I sigh, wishing once again that I had my sketchbook. I might be mad at Oliver right now, but I adore Eloise, and this is her pet project. The book is incredible and deserves to be illustrated in a way that compliments the story. It’s hard for me to admit that I’m good at what I do because I always see the flaws in my own work, but I do know my sketches are perfect for the book.

Why didn’t I show them to Oliver that day after seeing how horrible Barry’s storyboards were? Because I could hear my mother’s voice in my head telling me I’m not good enough. That I’ll never succeed. No matter how hard I try to silence that voice, it keeps right on fueling my self-doubt.

“What are you going to do?”

“That’s not what I came here to talk to you about.” Oliver closes the distance between us until we are inches apart. “Tell me you believe that nothing happened with Britney,” he says roughly. Desperately.

I do believe him. It doesn’t change anything, though. No matter how badly I want to be with him, it’s a big mistake. This incident proves it. After such a short time, he already has the power to wreck me. What happens after a month? Six months? A year? I won’t survive it.
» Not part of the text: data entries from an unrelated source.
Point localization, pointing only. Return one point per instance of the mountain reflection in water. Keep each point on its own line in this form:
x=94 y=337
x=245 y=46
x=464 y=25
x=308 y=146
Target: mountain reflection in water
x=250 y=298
I never should have let myself put him in the role of my daddy dom. I swore I would never take that side of myself outside the walls of Bidden and Bound again after what happened with my ex. And here I am again, except this is worse. So much worse because I now realize I never loved Cody, and even though it’s far too soon, I’m in love with Oliver.
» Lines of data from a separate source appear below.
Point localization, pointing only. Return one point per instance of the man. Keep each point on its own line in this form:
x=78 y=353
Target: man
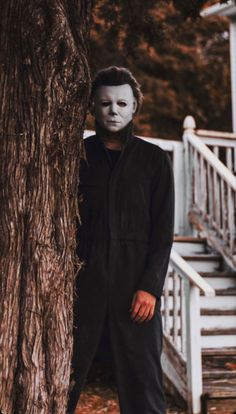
x=124 y=238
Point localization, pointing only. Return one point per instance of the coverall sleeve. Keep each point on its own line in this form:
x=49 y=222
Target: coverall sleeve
x=161 y=234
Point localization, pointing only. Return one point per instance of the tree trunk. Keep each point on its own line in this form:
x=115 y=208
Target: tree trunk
x=44 y=87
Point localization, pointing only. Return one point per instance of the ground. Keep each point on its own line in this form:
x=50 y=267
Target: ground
x=100 y=397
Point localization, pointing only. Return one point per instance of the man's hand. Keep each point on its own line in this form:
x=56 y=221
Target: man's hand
x=142 y=307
I swallow thickly, willing my tears away by sheer stubbornness. “I believe you.”

“Thank God.” Oliver’s look of relief is immediate. The words have barely left his lips before they descend on mine and he’s kissing me hungrily. Kissing me like he has been starving for it. His woodsy scent intoxicates me while his lips seduce mine into returning his kiss.

For him, this kiss is a renewal. An affirmation that I believe him. For me, this kiss is good-bye. It’s one last indulgence. A selfishly stolen moment that I can file away in my memories to pull out in the dark of night when I’m alone. I savor his slight cinnamon taste. The way his cologne mixes with the smell of his skin to make a scent unlike anything I’ve smelled before. Woodsy and a little bit citrusy. I turn my focus to how his hands feel on me. The way they flex as he holds me tight to him. The restless way they move up and down my back and through my hair as he deepens the kiss. I even tuck the feel of his hard cock into my memory bank alongside the memories of how all that hardness feels buried deep inside me.
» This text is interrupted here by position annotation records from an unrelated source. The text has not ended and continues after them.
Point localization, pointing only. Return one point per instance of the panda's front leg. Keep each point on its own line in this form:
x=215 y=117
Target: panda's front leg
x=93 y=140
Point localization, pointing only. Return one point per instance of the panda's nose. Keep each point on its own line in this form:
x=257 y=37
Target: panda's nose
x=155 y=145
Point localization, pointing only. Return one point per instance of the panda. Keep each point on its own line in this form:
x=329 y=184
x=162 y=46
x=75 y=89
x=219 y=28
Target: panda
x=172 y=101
When I can’t stand the ache anymore, I push him back and take several steps away from him, shaking my head. It’s too much. No man has ever made me feel so out of control before. With one kiss, my resolve has been weakened.

Already, I crave his touch. It would be so easy to give in. I can imagine what it would be like. He would spread me out on my bed and kiss me from head to toe before burying himself deep inside me. He wouldn’t fuck me hard and fast. There would be no punishment. He would make sweet, slow love to me.

The kind of sex you have when you’re worshiping your lover. The kind that says how much you feel for them. How glad you are that they weren’t lost to you forever. A reunion of body, heart, and soul. And something that I absolutely cannot give in to no matter how much my treacherous body tries to convince me.

“What’s wrong, babygirl?”

I keep shaking my head, holding my eyes open wide because they are filled with my tears, and I have to get through this before I give into them.